O mais coerente seria que cada religião, que visa à melhora do ser humano, fosse certa e adequada para cada um de seus seguidores, sem prevalências, sem desrespeitos, sem Donos absolutos da verdade, sem Senhores da fé.

 

 


[1] Seitas não são necessariamente somente as demoníacas. Basta que seus rituais destoem em maior ou menor grau da religião de onde, originalmente, elas surgiram, o nome correto é seita.


[2] Sobre a Renovação Carismática não falaremos muito, pois só basta por ora, entender que ela se alia com o Neopentecostalismo não católico para quase tudo, incluindo na questão de apoiar a extrema-direita, estando no percentual de mais de 80%, por exemplo, na manifestação de 25.02.2024, na Av. Paulista, em São Paulo/SP.
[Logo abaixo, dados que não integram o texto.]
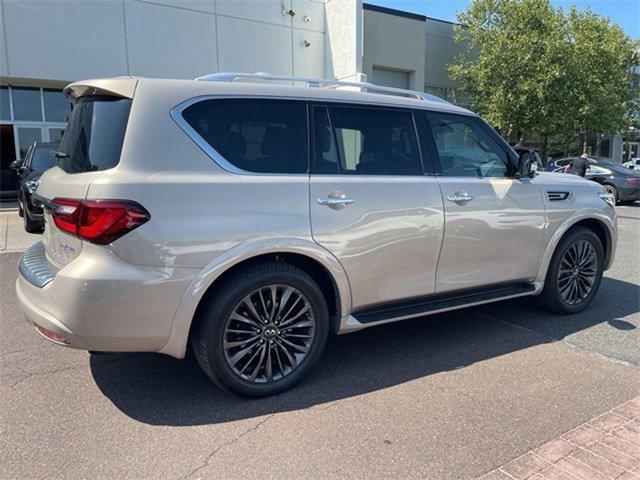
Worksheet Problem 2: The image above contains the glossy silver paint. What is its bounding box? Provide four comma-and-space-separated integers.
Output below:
16, 77, 617, 358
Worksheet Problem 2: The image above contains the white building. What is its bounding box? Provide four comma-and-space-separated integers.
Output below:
0, 0, 466, 198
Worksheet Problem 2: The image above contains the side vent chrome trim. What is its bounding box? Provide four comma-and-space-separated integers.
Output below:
18, 242, 59, 288
546, 191, 572, 201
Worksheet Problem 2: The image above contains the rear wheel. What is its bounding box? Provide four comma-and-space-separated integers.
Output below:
539, 227, 604, 314
191, 262, 329, 396
23, 208, 42, 233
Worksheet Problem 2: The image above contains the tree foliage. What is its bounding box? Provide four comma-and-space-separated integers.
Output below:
450, 0, 639, 146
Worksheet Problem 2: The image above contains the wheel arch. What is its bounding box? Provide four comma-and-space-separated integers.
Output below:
535, 211, 616, 284
158, 239, 351, 359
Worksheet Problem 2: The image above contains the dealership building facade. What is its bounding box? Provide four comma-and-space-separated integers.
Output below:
0, 0, 632, 198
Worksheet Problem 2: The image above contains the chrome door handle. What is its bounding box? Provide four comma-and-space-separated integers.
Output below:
317, 192, 355, 210
446, 193, 475, 203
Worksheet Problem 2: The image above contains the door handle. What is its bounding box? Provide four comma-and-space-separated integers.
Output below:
317, 192, 355, 210
446, 192, 475, 204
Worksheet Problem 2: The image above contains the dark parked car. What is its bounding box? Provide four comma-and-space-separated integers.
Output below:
546, 155, 616, 172
10, 142, 59, 232
551, 160, 640, 205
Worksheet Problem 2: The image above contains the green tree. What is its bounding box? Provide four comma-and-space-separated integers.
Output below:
450, 0, 639, 157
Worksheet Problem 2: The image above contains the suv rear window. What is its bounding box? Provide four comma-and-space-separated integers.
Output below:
57, 96, 132, 173
181, 99, 308, 174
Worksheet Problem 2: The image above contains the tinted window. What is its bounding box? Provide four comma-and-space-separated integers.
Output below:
427, 113, 509, 178
0, 87, 10, 120
326, 106, 422, 175
311, 106, 339, 174
30, 145, 58, 172
57, 96, 131, 173
182, 99, 308, 174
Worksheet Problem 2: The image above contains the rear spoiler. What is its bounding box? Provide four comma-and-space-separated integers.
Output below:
63, 77, 138, 100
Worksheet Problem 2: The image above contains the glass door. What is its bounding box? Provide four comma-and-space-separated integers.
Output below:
47, 127, 65, 143
14, 126, 44, 160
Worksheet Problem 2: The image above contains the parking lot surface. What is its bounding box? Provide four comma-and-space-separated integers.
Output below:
1, 205, 638, 479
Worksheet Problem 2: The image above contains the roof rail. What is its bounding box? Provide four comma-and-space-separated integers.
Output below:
195, 72, 449, 104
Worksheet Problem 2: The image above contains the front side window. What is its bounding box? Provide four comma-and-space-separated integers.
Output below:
321, 105, 422, 176
426, 112, 510, 178
181, 99, 308, 174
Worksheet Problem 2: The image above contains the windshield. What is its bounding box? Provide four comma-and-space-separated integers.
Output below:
30, 145, 58, 172
57, 96, 132, 173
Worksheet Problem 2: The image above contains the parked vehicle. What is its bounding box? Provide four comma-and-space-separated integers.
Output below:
552, 163, 640, 204
10, 142, 60, 232
623, 158, 640, 170
17, 74, 617, 396
546, 155, 617, 172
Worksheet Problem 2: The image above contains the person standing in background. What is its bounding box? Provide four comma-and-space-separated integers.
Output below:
566, 153, 589, 177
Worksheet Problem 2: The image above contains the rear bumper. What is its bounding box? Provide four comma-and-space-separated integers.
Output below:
16, 241, 197, 354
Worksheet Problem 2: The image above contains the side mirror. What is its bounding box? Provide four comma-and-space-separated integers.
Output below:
10, 160, 23, 171
517, 151, 538, 178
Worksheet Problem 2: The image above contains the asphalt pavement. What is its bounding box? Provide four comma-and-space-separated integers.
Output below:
1, 205, 638, 479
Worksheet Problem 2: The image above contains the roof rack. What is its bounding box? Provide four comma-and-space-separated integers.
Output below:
195, 72, 449, 104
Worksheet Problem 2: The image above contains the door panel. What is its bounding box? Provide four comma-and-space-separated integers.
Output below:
422, 111, 546, 293
435, 177, 546, 292
311, 175, 444, 310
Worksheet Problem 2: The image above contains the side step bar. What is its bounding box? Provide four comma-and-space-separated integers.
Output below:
342, 283, 539, 332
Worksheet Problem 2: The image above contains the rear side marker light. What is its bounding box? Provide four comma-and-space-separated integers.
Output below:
626, 178, 640, 185
34, 324, 71, 346
51, 198, 150, 245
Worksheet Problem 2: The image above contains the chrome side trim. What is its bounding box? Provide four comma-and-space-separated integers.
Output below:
546, 191, 573, 201
337, 283, 543, 334
18, 242, 59, 288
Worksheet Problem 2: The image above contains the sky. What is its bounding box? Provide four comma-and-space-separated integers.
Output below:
367, 0, 639, 39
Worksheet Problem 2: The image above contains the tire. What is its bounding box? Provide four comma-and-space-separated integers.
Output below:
23, 208, 42, 233
603, 184, 617, 205
18, 199, 24, 218
191, 261, 329, 396
539, 226, 604, 314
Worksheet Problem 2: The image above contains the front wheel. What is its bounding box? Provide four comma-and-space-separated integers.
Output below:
539, 226, 604, 314
603, 184, 618, 205
191, 262, 329, 396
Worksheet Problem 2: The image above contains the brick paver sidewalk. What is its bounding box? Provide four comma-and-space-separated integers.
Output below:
481, 395, 640, 480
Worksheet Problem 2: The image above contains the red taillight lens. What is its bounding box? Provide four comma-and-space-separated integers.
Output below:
626, 177, 640, 185
51, 198, 150, 245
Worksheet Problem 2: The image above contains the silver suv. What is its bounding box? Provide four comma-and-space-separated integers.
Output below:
17, 73, 617, 396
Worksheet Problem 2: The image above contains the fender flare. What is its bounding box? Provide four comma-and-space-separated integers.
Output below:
534, 209, 616, 284
158, 237, 352, 358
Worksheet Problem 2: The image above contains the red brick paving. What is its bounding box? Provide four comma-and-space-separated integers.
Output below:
480, 395, 640, 480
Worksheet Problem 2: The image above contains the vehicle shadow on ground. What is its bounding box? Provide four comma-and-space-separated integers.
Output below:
90, 277, 639, 426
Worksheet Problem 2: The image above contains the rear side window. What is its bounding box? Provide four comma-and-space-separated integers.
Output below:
30, 146, 58, 172
57, 96, 132, 173
317, 105, 422, 175
181, 99, 308, 174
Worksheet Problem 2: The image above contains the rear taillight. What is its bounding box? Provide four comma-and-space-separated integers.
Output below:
626, 177, 640, 185
51, 198, 150, 245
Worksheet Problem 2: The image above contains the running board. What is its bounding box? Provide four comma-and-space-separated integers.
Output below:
339, 283, 540, 333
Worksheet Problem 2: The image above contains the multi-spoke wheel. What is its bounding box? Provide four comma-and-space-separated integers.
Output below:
223, 285, 316, 383
191, 262, 329, 396
540, 226, 604, 314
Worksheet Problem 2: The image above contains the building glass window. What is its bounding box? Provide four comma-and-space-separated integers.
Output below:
43, 89, 71, 122
12, 87, 43, 121
0, 87, 10, 120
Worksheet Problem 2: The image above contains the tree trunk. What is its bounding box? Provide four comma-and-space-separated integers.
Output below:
582, 133, 588, 154
541, 135, 549, 162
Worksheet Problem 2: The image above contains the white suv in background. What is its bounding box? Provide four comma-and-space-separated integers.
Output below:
17, 73, 617, 396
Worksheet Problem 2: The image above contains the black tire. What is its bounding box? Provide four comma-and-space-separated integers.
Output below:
603, 184, 617, 205
539, 226, 604, 314
18, 199, 24, 218
23, 208, 42, 233
191, 261, 329, 396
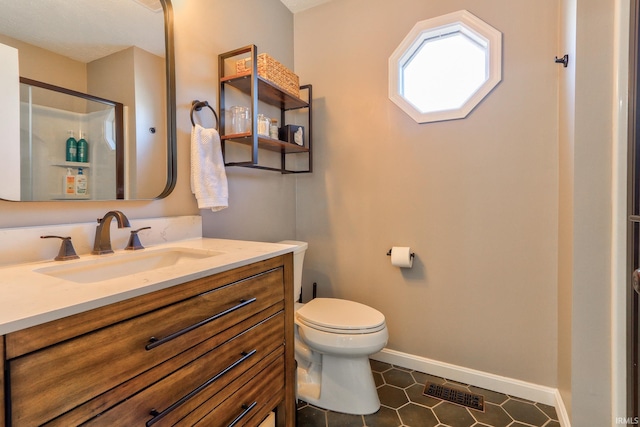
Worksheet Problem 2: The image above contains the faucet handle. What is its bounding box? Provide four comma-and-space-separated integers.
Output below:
125, 227, 151, 251
41, 235, 80, 261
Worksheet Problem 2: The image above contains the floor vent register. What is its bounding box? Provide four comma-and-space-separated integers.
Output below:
423, 382, 484, 411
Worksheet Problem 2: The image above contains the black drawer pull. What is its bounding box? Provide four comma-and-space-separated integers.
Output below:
146, 349, 257, 426
145, 298, 257, 350
228, 402, 258, 427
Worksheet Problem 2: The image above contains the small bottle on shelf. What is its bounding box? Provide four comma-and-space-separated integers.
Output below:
77, 132, 89, 163
75, 168, 88, 196
65, 131, 77, 162
269, 119, 279, 139
63, 168, 75, 195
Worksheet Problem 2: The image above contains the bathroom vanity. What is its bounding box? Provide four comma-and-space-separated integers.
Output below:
0, 239, 295, 427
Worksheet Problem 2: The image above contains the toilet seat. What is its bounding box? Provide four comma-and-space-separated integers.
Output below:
296, 298, 386, 334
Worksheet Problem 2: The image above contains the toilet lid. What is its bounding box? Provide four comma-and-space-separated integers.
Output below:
296, 298, 386, 333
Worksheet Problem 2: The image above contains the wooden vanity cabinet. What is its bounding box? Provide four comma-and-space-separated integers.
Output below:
1, 338, 5, 427
2, 254, 295, 427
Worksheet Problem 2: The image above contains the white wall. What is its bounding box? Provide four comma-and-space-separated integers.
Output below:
567, 0, 615, 424
557, 0, 576, 418
19, 105, 116, 201
293, 0, 560, 388
558, 1, 619, 424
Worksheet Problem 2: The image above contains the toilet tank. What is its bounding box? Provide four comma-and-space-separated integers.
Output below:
278, 240, 308, 302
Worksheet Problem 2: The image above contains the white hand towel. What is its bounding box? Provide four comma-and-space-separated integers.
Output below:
190, 124, 228, 211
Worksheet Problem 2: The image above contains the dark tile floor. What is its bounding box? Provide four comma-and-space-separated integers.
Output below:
296, 360, 560, 427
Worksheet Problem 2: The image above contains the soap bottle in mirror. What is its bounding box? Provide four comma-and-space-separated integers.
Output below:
75, 168, 88, 196
64, 168, 75, 195
65, 131, 77, 162
77, 132, 88, 163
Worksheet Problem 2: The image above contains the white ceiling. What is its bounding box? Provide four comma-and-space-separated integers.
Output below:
279, 0, 333, 13
0, 0, 329, 64
0, 0, 164, 63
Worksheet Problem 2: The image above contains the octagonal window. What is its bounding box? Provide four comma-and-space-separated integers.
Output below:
389, 10, 502, 123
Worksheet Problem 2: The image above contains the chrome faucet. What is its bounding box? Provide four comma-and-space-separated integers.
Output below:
92, 211, 131, 255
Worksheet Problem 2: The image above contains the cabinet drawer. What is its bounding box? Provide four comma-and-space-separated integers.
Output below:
193, 353, 285, 427
84, 313, 284, 426
8, 268, 284, 426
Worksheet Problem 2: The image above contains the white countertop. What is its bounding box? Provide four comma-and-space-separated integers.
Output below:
0, 238, 295, 335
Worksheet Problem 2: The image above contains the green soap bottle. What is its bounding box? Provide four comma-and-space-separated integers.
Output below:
77, 132, 88, 163
65, 130, 77, 162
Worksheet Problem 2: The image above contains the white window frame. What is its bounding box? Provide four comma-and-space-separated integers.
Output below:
388, 10, 502, 124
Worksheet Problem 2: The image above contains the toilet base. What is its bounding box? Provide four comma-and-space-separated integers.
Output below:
297, 354, 380, 415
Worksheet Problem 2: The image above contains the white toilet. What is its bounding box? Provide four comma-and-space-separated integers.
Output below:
280, 241, 389, 415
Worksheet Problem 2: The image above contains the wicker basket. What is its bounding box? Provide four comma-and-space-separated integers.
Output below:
236, 53, 300, 98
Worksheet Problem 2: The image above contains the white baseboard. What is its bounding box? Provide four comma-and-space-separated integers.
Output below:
371, 348, 571, 427
553, 388, 571, 427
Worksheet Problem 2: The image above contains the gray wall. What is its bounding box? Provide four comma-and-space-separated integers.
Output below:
188, 0, 298, 242
293, 0, 559, 387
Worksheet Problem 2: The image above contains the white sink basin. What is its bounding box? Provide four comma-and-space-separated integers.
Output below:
35, 248, 224, 284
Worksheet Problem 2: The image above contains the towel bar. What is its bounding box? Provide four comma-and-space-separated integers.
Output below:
190, 100, 219, 130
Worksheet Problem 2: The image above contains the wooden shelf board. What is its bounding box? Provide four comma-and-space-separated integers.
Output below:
222, 135, 309, 154
221, 73, 309, 110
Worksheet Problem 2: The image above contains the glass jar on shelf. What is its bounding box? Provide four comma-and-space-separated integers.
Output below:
257, 114, 271, 136
228, 106, 250, 134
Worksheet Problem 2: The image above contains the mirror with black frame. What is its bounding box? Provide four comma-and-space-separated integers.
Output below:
0, 0, 176, 201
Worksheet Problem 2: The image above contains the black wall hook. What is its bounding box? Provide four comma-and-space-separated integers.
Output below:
555, 54, 569, 68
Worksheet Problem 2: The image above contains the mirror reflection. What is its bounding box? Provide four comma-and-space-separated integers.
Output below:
0, 0, 175, 201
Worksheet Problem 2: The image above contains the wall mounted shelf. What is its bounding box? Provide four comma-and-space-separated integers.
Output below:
52, 162, 92, 168
220, 74, 309, 110
218, 45, 312, 173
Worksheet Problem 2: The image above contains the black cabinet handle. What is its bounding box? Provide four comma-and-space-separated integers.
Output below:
228, 402, 258, 427
146, 349, 257, 426
145, 298, 257, 350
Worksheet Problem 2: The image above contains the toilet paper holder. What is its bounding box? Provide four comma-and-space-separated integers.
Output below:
386, 249, 415, 258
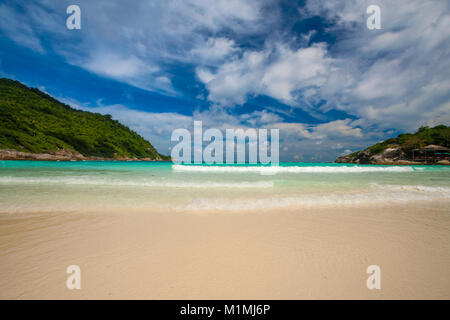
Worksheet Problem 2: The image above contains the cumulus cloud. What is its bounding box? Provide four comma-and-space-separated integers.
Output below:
202, 0, 449, 134
307, 0, 450, 132
0, 0, 274, 94
195, 0, 450, 136
189, 37, 239, 64
197, 43, 333, 106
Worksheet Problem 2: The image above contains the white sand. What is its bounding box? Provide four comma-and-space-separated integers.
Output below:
1, 202, 450, 299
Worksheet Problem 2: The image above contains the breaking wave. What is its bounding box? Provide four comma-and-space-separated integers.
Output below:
0, 176, 273, 189
178, 187, 450, 212
172, 164, 416, 173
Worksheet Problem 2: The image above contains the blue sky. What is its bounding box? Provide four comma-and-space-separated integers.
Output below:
1, 0, 449, 161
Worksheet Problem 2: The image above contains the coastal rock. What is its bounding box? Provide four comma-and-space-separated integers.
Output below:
336, 146, 408, 165
0, 149, 167, 161
335, 149, 373, 164
0, 149, 86, 161
371, 147, 406, 164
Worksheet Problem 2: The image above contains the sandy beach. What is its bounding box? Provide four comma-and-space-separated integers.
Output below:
1, 201, 449, 299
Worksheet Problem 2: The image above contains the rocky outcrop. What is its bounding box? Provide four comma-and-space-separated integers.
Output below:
336, 125, 450, 165
336, 146, 422, 165
0, 149, 166, 161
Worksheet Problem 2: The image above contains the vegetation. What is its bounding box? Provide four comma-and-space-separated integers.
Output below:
0, 78, 169, 160
347, 124, 450, 159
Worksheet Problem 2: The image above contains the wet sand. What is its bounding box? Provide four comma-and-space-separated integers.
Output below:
1, 202, 450, 299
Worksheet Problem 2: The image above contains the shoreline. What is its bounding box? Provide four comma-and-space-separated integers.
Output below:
0, 158, 447, 165
1, 149, 448, 165
334, 160, 450, 166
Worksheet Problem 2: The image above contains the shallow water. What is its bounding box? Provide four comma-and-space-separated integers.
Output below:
0, 161, 449, 213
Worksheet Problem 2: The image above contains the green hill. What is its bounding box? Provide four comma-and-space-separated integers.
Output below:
336, 125, 450, 164
0, 78, 169, 160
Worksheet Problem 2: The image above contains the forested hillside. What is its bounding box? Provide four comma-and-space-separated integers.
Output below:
0, 78, 169, 160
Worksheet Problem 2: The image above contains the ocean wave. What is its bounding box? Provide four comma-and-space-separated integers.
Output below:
1, 184, 449, 214
0, 176, 273, 189
370, 183, 450, 194
172, 164, 415, 173
178, 190, 450, 212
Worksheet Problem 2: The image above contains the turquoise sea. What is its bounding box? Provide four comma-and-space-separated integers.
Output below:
1, 161, 449, 213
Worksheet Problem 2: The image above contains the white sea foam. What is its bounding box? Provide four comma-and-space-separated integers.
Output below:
1, 182, 449, 214
174, 183, 450, 211
178, 190, 450, 212
0, 176, 273, 189
172, 164, 415, 173
370, 183, 450, 194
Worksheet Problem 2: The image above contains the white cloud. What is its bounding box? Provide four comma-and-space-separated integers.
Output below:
75, 52, 176, 94
0, 4, 44, 53
262, 43, 331, 103
82, 53, 157, 79
313, 119, 362, 139
306, 0, 450, 132
164, 0, 265, 34
0, 0, 274, 95
195, 0, 450, 134
197, 43, 332, 106
189, 37, 239, 64
196, 49, 265, 105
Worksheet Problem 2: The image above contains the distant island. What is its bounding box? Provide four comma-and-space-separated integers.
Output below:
0, 78, 170, 161
336, 125, 450, 165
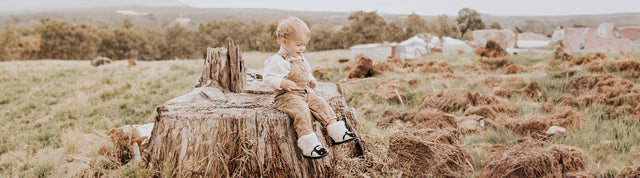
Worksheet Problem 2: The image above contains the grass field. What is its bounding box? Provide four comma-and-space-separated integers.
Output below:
1, 50, 640, 177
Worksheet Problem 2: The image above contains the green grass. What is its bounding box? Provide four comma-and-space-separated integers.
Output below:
551, 104, 640, 175
2, 51, 640, 177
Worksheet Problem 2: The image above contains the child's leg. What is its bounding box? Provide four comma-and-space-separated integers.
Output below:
275, 92, 329, 158
274, 93, 314, 136
307, 93, 356, 144
306, 93, 337, 126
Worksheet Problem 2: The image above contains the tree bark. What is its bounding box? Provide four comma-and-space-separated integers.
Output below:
144, 41, 365, 177
196, 40, 246, 93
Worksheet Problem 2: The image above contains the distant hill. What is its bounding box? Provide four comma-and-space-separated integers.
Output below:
1, 6, 639, 36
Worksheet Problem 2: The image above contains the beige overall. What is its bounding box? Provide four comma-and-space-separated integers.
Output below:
273, 53, 337, 137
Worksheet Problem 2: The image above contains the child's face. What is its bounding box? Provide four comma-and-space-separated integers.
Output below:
280, 33, 309, 58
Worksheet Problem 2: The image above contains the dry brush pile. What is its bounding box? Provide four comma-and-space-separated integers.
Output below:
343, 40, 640, 176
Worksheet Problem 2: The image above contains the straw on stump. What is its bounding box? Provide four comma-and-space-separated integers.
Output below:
143, 40, 365, 177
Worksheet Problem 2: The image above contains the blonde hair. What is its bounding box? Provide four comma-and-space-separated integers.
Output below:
276, 17, 311, 40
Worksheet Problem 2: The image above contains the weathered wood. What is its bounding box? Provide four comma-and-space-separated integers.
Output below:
145, 42, 365, 177
196, 40, 245, 92
228, 40, 246, 93
145, 81, 365, 177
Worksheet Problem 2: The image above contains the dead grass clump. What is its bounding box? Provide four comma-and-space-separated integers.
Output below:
421, 88, 472, 113
379, 108, 457, 130
481, 138, 587, 178
479, 146, 562, 178
464, 106, 498, 120
419, 61, 454, 73
549, 145, 586, 173
388, 130, 474, 177
545, 58, 561, 71
102, 128, 133, 165
569, 53, 606, 66
469, 65, 489, 75
408, 128, 460, 145
553, 70, 577, 78
504, 117, 549, 136
493, 87, 515, 98
588, 61, 605, 73
522, 82, 545, 101
370, 57, 454, 74
312, 67, 330, 79
553, 45, 567, 60
505, 107, 587, 136
565, 74, 639, 106
481, 75, 526, 88
479, 57, 508, 69
408, 78, 421, 88
502, 64, 526, 74
471, 93, 517, 115
475, 40, 507, 58
371, 61, 398, 75
618, 166, 640, 178
547, 107, 588, 128
484, 137, 544, 157
456, 115, 494, 134
615, 60, 640, 78
371, 80, 405, 102
91, 56, 112, 67
348, 54, 375, 78
420, 88, 517, 118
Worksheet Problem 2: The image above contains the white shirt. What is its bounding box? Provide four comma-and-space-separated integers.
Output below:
263, 54, 316, 90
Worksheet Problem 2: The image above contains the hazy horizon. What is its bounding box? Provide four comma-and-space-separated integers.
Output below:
2, 0, 640, 17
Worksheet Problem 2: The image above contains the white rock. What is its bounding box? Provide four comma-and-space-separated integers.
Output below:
545, 126, 567, 137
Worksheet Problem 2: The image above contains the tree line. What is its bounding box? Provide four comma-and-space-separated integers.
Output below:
0, 8, 496, 61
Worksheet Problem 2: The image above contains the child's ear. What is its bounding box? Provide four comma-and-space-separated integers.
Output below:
279, 38, 286, 45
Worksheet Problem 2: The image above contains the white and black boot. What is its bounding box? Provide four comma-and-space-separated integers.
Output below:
297, 133, 329, 159
327, 121, 356, 145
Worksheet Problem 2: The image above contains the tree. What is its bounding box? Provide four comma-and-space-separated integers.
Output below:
246, 20, 265, 51
123, 18, 134, 29
429, 15, 460, 38
198, 20, 251, 54
162, 23, 200, 59
256, 19, 279, 52
0, 26, 21, 60
336, 11, 386, 48
98, 26, 163, 60
310, 26, 339, 51
405, 13, 428, 37
383, 22, 406, 42
488, 22, 502, 29
456, 8, 485, 38
35, 19, 100, 59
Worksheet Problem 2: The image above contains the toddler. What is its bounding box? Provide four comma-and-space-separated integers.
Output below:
263, 17, 356, 159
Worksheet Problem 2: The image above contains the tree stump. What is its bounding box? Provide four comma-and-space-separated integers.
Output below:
144, 41, 365, 177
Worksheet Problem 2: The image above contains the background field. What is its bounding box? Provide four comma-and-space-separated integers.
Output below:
2, 50, 640, 177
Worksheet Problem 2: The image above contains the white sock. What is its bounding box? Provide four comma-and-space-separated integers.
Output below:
327, 121, 353, 143
297, 132, 324, 157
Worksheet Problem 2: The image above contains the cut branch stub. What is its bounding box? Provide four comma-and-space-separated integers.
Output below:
196, 40, 246, 93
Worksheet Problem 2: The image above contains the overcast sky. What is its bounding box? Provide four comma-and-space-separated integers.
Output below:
1, 0, 639, 16
177, 0, 640, 16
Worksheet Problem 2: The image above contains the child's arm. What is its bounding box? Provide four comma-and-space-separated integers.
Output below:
263, 55, 297, 91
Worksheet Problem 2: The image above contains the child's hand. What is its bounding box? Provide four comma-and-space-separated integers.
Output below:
280, 79, 298, 91
309, 80, 317, 89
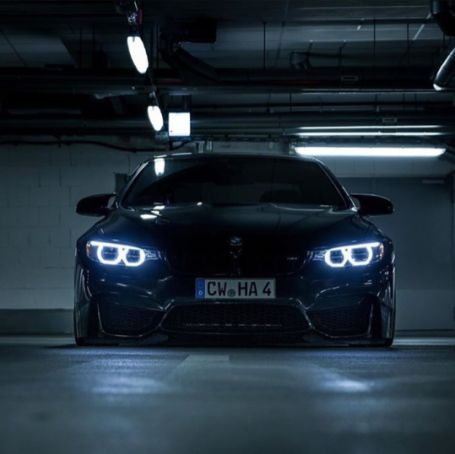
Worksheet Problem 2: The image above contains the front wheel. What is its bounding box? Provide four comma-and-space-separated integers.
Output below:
73, 304, 100, 346
368, 297, 395, 347
74, 335, 87, 346
73, 309, 89, 346
381, 337, 394, 347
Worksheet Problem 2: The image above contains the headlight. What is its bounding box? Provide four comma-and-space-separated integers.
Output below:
86, 241, 159, 267
314, 242, 384, 268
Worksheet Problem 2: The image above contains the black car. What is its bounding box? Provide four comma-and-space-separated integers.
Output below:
74, 153, 395, 346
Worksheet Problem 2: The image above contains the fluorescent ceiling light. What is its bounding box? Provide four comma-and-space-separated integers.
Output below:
169, 112, 191, 137
127, 35, 149, 74
298, 132, 442, 137
294, 146, 446, 158
298, 125, 441, 131
147, 105, 164, 132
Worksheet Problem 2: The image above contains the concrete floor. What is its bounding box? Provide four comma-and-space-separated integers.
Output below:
1, 337, 454, 454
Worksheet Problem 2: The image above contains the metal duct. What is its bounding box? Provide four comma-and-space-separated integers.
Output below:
159, 18, 219, 84
434, 48, 455, 89
160, 42, 219, 84
432, 1, 455, 90
431, 0, 455, 36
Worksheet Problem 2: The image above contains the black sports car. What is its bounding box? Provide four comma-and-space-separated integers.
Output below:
74, 153, 395, 346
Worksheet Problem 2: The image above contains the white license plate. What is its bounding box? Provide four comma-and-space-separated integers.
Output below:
195, 279, 276, 300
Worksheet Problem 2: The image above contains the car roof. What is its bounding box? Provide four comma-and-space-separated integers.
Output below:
144, 151, 321, 164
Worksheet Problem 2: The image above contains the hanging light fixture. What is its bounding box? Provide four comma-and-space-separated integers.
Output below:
127, 35, 149, 74
115, 0, 149, 74
147, 105, 164, 132
147, 94, 164, 132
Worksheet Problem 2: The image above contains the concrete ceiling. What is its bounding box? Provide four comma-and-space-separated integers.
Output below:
0, 1, 444, 69
0, 0, 454, 170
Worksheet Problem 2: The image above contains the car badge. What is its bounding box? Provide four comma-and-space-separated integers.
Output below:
229, 236, 243, 248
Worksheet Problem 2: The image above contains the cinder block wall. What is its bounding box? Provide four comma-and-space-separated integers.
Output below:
0, 143, 454, 331
0, 144, 151, 310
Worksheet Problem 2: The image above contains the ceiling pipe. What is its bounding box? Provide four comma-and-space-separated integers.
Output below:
159, 18, 435, 91
0, 67, 436, 96
432, 1, 455, 90
0, 112, 453, 133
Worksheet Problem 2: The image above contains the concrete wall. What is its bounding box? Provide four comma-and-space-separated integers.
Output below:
0, 144, 150, 311
341, 177, 455, 330
0, 143, 454, 330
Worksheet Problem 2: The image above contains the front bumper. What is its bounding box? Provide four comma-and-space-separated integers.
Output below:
74, 255, 395, 343
96, 299, 377, 341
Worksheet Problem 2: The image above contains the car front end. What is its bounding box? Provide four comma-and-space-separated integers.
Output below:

[3] É o título de um livro de Edir Macedo

[4]  Art. 19. É vedado à União, aos Estados, ao Distrito Federal e aos Municípios:

I - estabelecer cultos religiosos ou igrejas, subvencioná-los, embaraçar-lhes o funcionamento ou manter com eles ou seus representantes relações de dependência ou aliança, ressalvada, na forma da lei, a colaboração de interesse público;

II - recusar fé aos documentos públicos;

III - criar distinções entre brasileiros ou preferências entre si.